Même à Montpellier ?
J’ai toujours une déception quand j’évoque mon passage à Montpellier. On m’a donné la possibilité de m’exprimer au niveau professionnel, j’ai joué avec des grands joueurs, mais je n’en ai pas pris la pleine mesure. Je suis frustré par rapport à ce club, ces gens qui y travaillent et qui sont passionnés comme nulle part ailleurs. Je n’ai pas fait ce qu’il fallait.
Ce sentiment explique-t-il votre déception permanente après les matchs ?
On se pose toujours la question, savoir si l’on n’a pas manqué quelque chose.

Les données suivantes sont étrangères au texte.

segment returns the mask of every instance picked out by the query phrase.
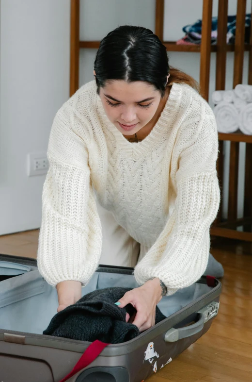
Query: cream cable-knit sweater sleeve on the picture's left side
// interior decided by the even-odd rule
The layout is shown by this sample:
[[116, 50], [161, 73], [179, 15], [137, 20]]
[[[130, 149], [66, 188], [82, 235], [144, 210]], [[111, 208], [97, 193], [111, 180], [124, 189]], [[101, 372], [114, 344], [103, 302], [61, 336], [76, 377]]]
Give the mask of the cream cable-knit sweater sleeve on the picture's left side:
[[63, 105], [54, 118], [47, 151], [37, 258], [41, 275], [54, 287], [66, 280], [85, 286], [97, 269], [102, 247], [83, 124], [77, 125], [77, 116]]

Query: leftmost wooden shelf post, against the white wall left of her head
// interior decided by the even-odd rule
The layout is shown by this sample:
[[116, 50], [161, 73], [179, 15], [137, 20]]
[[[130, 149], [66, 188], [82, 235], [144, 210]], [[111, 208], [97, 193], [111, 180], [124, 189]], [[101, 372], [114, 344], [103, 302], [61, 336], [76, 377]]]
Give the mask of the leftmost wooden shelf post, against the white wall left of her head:
[[71, 0], [70, 97], [79, 88], [79, 0]]

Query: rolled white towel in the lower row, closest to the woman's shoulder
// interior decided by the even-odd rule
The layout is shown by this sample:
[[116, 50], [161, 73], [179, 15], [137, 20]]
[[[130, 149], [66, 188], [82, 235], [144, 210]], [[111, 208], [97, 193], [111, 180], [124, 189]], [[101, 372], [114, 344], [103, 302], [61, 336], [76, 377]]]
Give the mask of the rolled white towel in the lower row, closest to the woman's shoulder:
[[239, 129], [239, 113], [233, 103], [222, 101], [213, 111], [220, 133], [235, 133]]

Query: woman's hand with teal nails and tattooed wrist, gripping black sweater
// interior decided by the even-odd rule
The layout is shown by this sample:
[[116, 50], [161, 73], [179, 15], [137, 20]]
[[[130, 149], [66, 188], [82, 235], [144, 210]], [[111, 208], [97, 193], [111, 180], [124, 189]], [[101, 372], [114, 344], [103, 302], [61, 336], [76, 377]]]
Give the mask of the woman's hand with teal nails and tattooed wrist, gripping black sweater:
[[159, 279], [155, 278], [145, 282], [142, 286], [134, 288], [119, 299], [118, 308], [124, 308], [127, 304], [132, 304], [137, 310], [135, 316], [129, 317], [126, 314], [126, 322], [131, 322], [139, 328], [140, 332], [155, 325], [156, 306], [162, 298], [162, 289]]

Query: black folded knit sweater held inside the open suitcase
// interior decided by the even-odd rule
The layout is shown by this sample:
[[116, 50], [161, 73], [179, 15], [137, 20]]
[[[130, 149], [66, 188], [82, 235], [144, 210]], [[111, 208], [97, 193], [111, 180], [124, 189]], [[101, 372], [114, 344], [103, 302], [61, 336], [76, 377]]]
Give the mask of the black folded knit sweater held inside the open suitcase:
[[[140, 332], [136, 325], [126, 322], [126, 313], [132, 316], [136, 309], [131, 304], [124, 308], [115, 305], [129, 290], [132, 288], [111, 287], [88, 293], [57, 313], [43, 334], [110, 344], [131, 340]], [[156, 324], [165, 318], [156, 307]]]

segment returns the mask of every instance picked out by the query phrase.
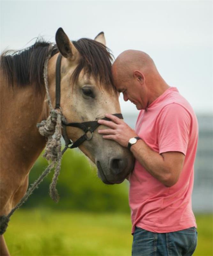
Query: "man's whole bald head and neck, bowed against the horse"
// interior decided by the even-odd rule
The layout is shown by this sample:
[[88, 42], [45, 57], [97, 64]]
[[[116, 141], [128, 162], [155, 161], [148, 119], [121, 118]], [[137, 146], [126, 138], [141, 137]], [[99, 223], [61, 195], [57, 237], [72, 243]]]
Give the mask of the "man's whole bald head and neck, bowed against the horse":
[[113, 83], [124, 100], [130, 100], [138, 110], [146, 109], [151, 102], [169, 88], [160, 76], [154, 61], [141, 51], [122, 52], [112, 65]]

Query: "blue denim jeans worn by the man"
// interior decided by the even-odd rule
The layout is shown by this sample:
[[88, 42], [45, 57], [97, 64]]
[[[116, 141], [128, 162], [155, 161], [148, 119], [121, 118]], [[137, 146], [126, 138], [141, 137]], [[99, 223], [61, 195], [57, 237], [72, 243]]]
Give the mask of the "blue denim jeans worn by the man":
[[132, 256], [188, 256], [193, 254], [196, 245], [195, 227], [169, 233], [154, 233], [135, 227]]

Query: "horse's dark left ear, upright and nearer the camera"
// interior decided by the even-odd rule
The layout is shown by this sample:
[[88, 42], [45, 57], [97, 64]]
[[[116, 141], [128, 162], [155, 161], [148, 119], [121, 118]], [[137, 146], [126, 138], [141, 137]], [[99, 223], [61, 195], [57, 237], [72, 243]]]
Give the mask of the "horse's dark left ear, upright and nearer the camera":
[[65, 57], [65, 58], [74, 58], [77, 49], [75, 46], [70, 42], [70, 39], [65, 34], [64, 30], [62, 28], [58, 28], [56, 32], [56, 44], [58, 47], [59, 52]]

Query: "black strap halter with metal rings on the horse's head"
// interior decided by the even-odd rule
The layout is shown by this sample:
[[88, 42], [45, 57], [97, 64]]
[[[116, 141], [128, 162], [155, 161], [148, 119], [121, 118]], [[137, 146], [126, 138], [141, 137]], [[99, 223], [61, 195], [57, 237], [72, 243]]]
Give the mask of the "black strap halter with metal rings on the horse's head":
[[[61, 97], [61, 58], [62, 55], [59, 53], [56, 62], [56, 107], [60, 108], [60, 97]], [[61, 109], [61, 108], [60, 108]], [[117, 116], [120, 119], [123, 119], [122, 114], [113, 114], [113, 116]], [[109, 118], [104, 117], [101, 118], [103, 120], [111, 121]], [[62, 120], [63, 127], [63, 137], [65, 140], [65, 148], [77, 148], [82, 142], [85, 140], [91, 140], [93, 137], [93, 132], [99, 126], [97, 121], [83, 122], [83, 123], [67, 123], [65, 120]], [[72, 142], [66, 133], [66, 126], [78, 127], [83, 130], [85, 133], [75, 142]], [[88, 132], [90, 132], [90, 136], [88, 136]], [[71, 145], [71, 146], [69, 146]]]

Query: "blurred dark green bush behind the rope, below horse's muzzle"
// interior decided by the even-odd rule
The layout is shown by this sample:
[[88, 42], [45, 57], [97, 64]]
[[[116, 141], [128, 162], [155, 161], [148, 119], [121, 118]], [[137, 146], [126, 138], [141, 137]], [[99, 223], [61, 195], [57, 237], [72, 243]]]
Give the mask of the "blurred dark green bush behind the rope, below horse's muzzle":
[[[29, 183], [38, 178], [47, 166], [40, 156], [30, 172]], [[72, 209], [87, 211], [129, 212], [128, 183], [106, 185], [96, 174], [95, 166], [77, 150], [67, 150], [62, 159], [57, 189], [58, 204], [49, 197], [49, 184], [53, 171], [29, 197], [23, 207], [49, 207], [55, 210]]]

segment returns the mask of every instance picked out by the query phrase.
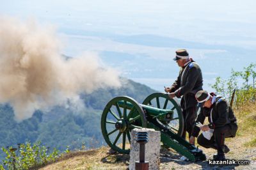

Je ne suis pas quelqu’un de négatif, mais quelqu’un d’objectif. C’est très compliqué de fédérer un groupe. Il y a les discours et les actes. Le rapport humain est très complexe. Les gens ne comprennent pas toujours, mais les joueurs nous jugent aussi, sur notre parole, nos compétences. On est dans l’adaptation, en permanence. On doit souvent faire l’état des lieux. On ne change pas, mais l’épreuve humaine est continuelle.
Avez-vous le sentiment de déranger aujourd’hui ?
Je ne sais pas et à vrai dire, je ne me pose pas la question. Il y a ce qu’on est vraiment et l’image que l’on dégage. Je ne juge pas. Il se dit des choses, beaucoup, mais j’ai envie de rester moi-même. Je suis comme je suis, c’est comme ça.